Being injured in a car accident can be traumatic and extremely disruptive. On top of dealing with injuries and car repairs, you have to figure out how to navigate the legal minefield of filing a suit for damages. But it’s essential to understand the timeframe you’re working with; once you pass the statute of limitations, you won’t be able to move forward with your case. There isn’t a universal rule for the statute of limitations; it varies by state, type of lawsuit and a few other factors.
Type of Lawsuits
Most states have different limitations depending on the type of suit and the vehicle involved in the accident. Generally, you have two years to file a suit for injuries and up to four years to file for damages to receive money for car repairs. In general, these two limitations apply for injuries that take place when you are over 18. If the injury happened before you turned 18 then the two or four-year rules apply after you turn 18.

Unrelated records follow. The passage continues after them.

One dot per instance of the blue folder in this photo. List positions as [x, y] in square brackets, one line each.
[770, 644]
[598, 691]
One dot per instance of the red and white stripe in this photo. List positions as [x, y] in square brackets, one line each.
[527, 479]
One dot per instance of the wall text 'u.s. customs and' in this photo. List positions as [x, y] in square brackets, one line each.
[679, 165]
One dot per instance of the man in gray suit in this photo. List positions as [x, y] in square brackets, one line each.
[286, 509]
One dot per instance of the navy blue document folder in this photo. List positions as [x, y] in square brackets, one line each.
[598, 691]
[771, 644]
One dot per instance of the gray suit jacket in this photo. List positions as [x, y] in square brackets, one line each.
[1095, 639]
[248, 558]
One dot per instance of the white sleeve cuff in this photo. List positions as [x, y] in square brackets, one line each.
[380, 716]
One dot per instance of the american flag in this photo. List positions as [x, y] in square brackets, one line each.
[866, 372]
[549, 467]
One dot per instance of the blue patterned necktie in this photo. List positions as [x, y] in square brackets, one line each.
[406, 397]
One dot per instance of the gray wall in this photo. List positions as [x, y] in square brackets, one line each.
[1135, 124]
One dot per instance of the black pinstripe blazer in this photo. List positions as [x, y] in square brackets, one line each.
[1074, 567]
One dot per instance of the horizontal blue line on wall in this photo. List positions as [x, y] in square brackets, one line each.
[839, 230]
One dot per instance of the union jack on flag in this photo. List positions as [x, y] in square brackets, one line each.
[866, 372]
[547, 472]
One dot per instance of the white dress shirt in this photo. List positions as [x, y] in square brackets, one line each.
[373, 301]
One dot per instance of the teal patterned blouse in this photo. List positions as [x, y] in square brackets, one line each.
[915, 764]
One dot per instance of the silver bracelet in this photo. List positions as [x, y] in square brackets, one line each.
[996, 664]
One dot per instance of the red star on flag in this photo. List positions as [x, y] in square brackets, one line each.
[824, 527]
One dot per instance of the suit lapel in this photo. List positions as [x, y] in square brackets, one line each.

Types of Vehicles Involved
Another distinction is the type of vehicle involved in the suit. If the accident was between two civilians, then the typical two to your year rule applies. If one of the vehicles involved was a state vehicle, such as a squad car, then the limitation is only one year long. If the accident involved a city vehicle, like a park services vehicle, then the statute of limitations is only six months long.
The Rule of Discovery
A big caveat to statutes of limitations is that the period of time you have to file a claim is not always taken from the day your accident occurred. If, for example, you were in a minor accident and only realized a month later that your back was injured in the accident, then the two-year period to file a claim would start when you discovered your injury, instead of when the accident took place. This is called the “rule of “discovery” and is an essential part of civil law. The rule of discovery allows for the possibility that you may not discover damage or injury right away and allows victims the chance to file a claim even after the limitation would normally have passed.